LangChain provides a convenient wrapper for interacting with Pinecone, a popular vector database. This wrapper simplifies the process of creating indexes, upserting vectors, and performing similarity searches. In this comprehensive guide, we will explore how to use the LangChain Pinecone wrapper for these tasks.
Prerequisites
- Pinecone: Ensure you have a Pinecone account and API key.
- LangChain: Install LangChain using pip:
pip install langchain
- Pinecone Python SDK: Install the Pinecone Python SDK:
pip install pinecone-client
Creating a Pinecone Index
Import Necessary Libraries:
Python
from langchain.vectorstores import Pinecone
import pinecone
Initialize Pinecone:
Python
pinecone.init(
api_key=”YOUR_API_KEY”,
environment=”us-west1-gcp” # Replace with your desired environment
)
Create a Pinecone Index:
Python
index_name = “my_index”
embedding_dimension = 512 # Adjust based on your embeddings
metric = “cosine” # Choose a suitable metric
collection = Pinecone(
index_name=index_name,
embedding_dimension=embedding_dimension,
metric=metric
)
Upserting Vectors
Prepare Vectors: Create a list of vectors to upsert.
Upsert Vectors:
Python
vectors = [
{“id”: “doc1”, “embeddings”: [0.1, 0.2, …]},
{“id”: “doc2”, “embeddings”: [0.3, 0.4, …]}
]
collection.add_embeddings(
embeddings=vectors
)
Performing Similarity Search
Create a Query Embedding:
Python
query_text = “What is the capital of France?”

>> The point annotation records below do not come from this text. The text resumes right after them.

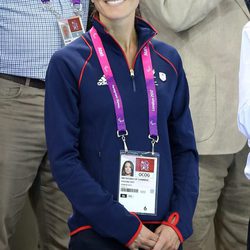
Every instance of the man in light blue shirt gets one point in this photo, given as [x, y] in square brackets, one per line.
[244, 95]
[29, 35]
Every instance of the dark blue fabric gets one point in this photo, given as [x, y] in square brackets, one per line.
[248, 237]
[81, 135]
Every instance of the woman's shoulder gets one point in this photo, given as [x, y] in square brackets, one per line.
[166, 51]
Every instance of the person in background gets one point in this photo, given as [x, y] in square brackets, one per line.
[244, 95]
[128, 168]
[207, 34]
[29, 35]
[92, 129]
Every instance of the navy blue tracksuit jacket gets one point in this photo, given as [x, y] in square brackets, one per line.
[83, 146]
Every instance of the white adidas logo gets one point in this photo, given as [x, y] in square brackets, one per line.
[163, 77]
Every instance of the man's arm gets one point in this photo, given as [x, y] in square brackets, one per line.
[178, 15]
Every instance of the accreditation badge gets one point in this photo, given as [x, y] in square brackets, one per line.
[138, 185]
[71, 28]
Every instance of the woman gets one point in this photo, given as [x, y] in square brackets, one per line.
[244, 96]
[117, 94]
[128, 168]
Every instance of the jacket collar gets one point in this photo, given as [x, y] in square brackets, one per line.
[145, 32]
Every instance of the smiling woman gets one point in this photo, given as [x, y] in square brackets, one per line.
[122, 198]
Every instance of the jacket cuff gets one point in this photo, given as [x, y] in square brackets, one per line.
[136, 233]
[172, 221]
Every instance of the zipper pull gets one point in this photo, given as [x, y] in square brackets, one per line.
[132, 75]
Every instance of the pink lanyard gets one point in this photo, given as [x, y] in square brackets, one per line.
[151, 91]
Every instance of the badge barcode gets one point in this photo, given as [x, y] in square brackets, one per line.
[129, 190]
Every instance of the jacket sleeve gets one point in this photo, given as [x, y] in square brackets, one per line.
[104, 214]
[184, 161]
[178, 15]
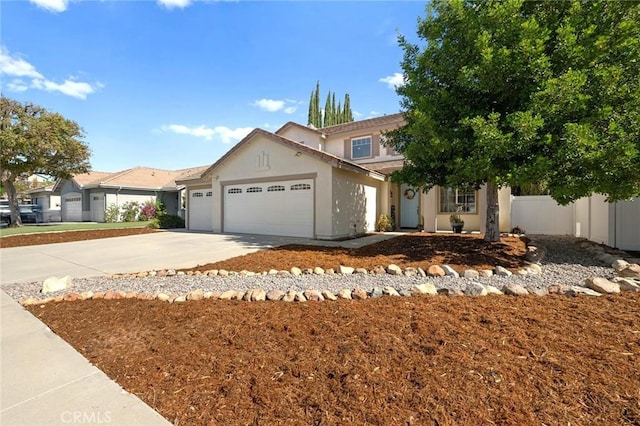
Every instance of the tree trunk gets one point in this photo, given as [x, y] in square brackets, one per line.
[9, 186]
[492, 231]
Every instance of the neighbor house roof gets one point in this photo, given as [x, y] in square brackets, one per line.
[383, 121]
[136, 178]
[321, 155]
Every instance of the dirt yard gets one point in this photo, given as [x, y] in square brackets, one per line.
[68, 236]
[388, 361]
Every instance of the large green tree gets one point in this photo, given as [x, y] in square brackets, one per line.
[36, 141]
[505, 93]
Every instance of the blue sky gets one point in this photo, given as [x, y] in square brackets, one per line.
[175, 83]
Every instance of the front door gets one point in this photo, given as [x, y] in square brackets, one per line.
[409, 206]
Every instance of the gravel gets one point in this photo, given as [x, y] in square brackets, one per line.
[565, 263]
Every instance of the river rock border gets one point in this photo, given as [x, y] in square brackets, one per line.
[627, 279]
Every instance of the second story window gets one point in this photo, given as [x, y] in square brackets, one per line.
[361, 147]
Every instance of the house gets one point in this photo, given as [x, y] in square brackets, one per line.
[327, 183]
[86, 197]
[48, 200]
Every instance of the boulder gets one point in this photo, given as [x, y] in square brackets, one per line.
[394, 270]
[630, 271]
[436, 271]
[475, 289]
[602, 285]
[425, 288]
[53, 284]
[512, 289]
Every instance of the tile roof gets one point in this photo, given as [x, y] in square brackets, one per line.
[385, 120]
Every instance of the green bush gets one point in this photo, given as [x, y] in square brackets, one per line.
[112, 213]
[167, 221]
[384, 223]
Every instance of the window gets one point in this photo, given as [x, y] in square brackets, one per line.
[361, 147]
[300, 187]
[454, 200]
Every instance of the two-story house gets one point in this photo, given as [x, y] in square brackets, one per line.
[327, 183]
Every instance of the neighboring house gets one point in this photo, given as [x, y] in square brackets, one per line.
[327, 183]
[87, 196]
[49, 202]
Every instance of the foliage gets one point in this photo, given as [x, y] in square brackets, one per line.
[515, 92]
[167, 221]
[148, 210]
[112, 213]
[130, 211]
[384, 223]
[333, 114]
[36, 141]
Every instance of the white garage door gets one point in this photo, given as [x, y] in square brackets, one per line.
[72, 208]
[97, 207]
[201, 209]
[270, 208]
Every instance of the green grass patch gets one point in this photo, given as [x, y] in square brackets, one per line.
[50, 227]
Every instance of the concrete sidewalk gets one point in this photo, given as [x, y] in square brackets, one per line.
[46, 382]
[43, 380]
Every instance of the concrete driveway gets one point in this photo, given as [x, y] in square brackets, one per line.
[159, 250]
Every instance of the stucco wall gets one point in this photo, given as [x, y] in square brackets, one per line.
[261, 160]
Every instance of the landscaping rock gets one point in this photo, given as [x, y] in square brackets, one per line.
[358, 294]
[475, 289]
[470, 273]
[275, 294]
[626, 284]
[630, 271]
[602, 285]
[345, 270]
[425, 288]
[54, 284]
[394, 270]
[512, 289]
[313, 295]
[436, 271]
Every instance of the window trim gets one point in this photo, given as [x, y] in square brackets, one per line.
[467, 190]
[359, 138]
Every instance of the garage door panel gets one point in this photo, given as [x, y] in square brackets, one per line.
[270, 208]
[201, 209]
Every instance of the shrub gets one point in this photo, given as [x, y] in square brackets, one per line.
[167, 221]
[112, 213]
[148, 210]
[130, 211]
[384, 223]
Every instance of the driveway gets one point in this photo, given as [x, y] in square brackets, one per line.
[159, 250]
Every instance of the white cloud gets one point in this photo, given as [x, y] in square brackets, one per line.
[52, 5]
[17, 85]
[14, 66]
[270, 105]
[172, 4]
[393, 81]
[222, 133]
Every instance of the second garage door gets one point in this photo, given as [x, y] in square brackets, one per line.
[272, 208]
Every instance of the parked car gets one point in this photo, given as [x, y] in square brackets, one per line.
[29, 213]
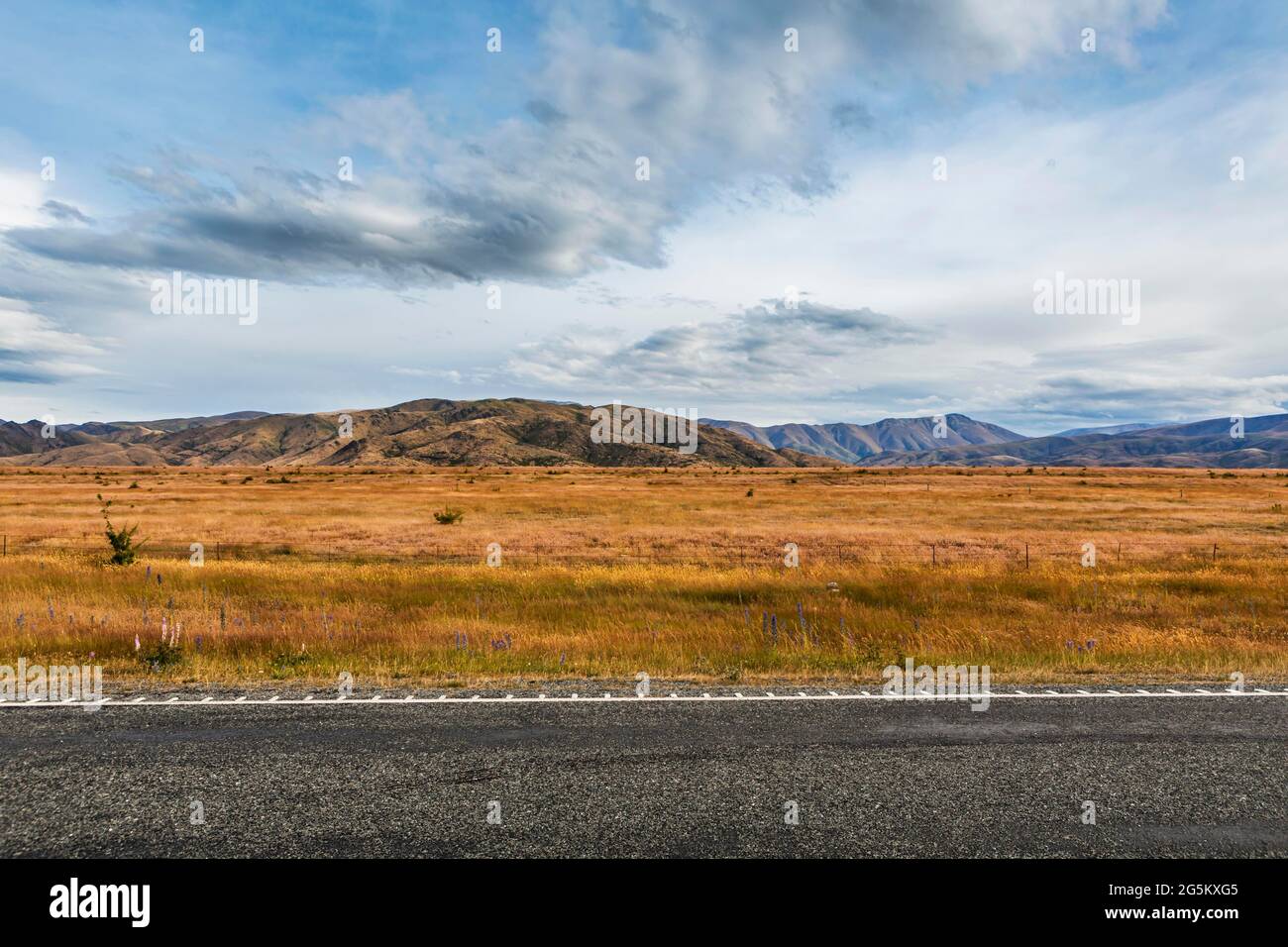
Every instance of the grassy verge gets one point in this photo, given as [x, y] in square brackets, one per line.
[425, 624]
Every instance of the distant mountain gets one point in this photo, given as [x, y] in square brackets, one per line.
[1113, 428]
[854, 444]
[429, 432]
[540, 433]
[1201, 444]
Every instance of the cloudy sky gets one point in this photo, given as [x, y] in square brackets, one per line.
[845, 213]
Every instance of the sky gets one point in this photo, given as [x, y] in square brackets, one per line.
[846, 213]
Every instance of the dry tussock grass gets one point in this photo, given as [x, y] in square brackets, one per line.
[679, 574]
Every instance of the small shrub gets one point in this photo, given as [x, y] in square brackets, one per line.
[124, 548]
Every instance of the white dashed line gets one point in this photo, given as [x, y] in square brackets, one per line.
[206, 701]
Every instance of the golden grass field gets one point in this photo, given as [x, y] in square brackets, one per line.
[674, 573]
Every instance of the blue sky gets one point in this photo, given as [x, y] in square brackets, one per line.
[511, 176]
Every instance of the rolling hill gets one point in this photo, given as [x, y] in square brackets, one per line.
[853, 444]
[1201, 444]
[428, 432]
[540, 433]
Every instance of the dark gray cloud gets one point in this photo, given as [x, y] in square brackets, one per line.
[64, 213]
[763, 348]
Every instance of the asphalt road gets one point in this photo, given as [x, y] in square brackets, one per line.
[1167, 776]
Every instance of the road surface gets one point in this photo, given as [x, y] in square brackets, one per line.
[1167, 775]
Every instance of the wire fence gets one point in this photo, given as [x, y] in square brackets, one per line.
[697, 552]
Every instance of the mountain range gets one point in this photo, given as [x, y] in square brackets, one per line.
[540, 433]
[853, 444]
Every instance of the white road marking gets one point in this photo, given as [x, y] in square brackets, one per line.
[704, 696]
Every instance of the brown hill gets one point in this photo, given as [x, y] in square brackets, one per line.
[428, 432]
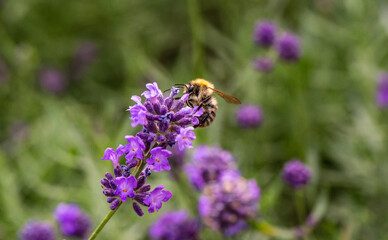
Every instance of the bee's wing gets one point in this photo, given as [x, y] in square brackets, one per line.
[228, 98]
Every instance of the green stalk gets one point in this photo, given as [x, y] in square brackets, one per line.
[103, 222]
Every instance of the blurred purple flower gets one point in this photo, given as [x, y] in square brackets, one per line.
[175, 226]
[296, 174]
[4, 71]
[72, 221]
[382, 91]
[158, 160]
[134, 148]
[85, 53]
[112, 155]
[52, 80]
[264, 33]
[163, 119]
[226, 206]
[264, 65]
[208, 164]
[288, 47]
[125, 186]
[35, 230]
[249, 116]
[156, 197]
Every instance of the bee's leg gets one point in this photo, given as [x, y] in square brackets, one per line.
[199, 107]
[202, 119]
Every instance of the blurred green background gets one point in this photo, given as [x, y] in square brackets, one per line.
[320, 109]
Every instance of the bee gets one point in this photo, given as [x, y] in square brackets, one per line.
[200, 94]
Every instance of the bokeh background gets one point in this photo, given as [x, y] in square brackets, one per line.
[69, 68]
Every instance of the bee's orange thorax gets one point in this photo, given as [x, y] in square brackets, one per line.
[202, 82]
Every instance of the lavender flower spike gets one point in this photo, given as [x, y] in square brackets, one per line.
[138, 112]
[157, 196]
[35, 230]
[134, 148]
[71, 220]
[153, 92]
[158, 160]
[125, 186]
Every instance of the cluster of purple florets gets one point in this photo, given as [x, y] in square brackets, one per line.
[166, 122]
[287, 45]
[72, 222]
[175, 226]
[208, 164]
[296, 174]
[228, 200]
[228, 204]
[382, 91]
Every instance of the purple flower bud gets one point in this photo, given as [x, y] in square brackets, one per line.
[118, 171]
[140, 197]
[264, 65]
[149, 107]
[114, 204]
[109, 192]
[157, 196]
[52, 80]
[163, 110]
[156, 107]
[148, 172]
[264, 33]
[249, 116]
[132, 164]
[105, 182]
[296, 174]
[174, 92]
[144, 188]
[140, 181]
[72, 221]
[35, 230]
[288, 47]
[109, 176]
[137, 209]
[158, 160]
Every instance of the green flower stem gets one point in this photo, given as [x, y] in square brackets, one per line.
[194, 12]
[104, 221]
[137, 172]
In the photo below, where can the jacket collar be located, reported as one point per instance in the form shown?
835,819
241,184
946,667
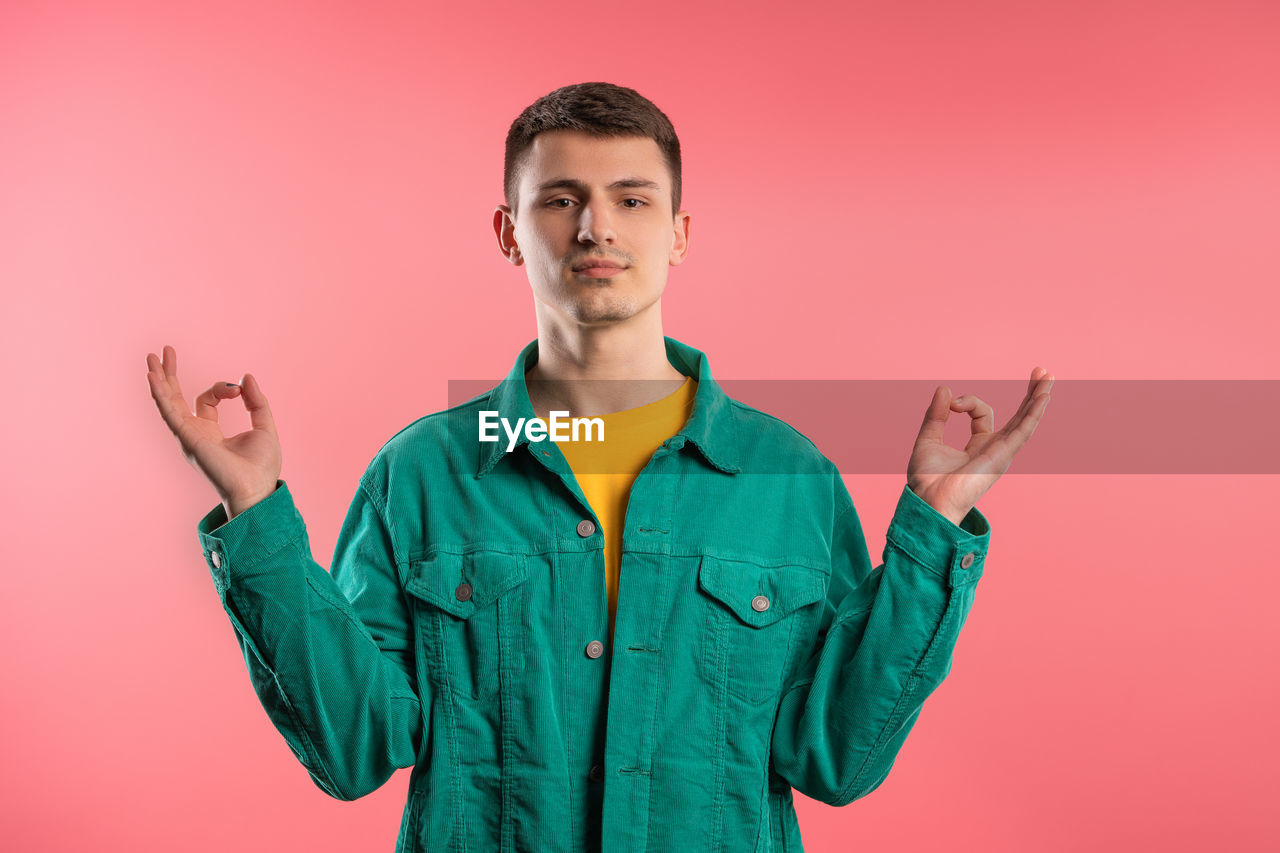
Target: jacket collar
711,425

query_embedding = embedding_model.encode([query_text])
Search for Similar Items:
Python
results = collection.similarity_search(
query=query_embedding,
k=5
)
Accessing Results
The results will be a list of documents with their corresponding similarity scores.
Python
for result in results:
print(result.metadata["id"])
print(result.embedding)
print(result.score)
LangChain’s Pinecone wrapper simplifies the process of creating, updating, and querying vector indexes in Pinecone. By using this wrapper, you can efficiently manage your vector data and perform similarity search operations.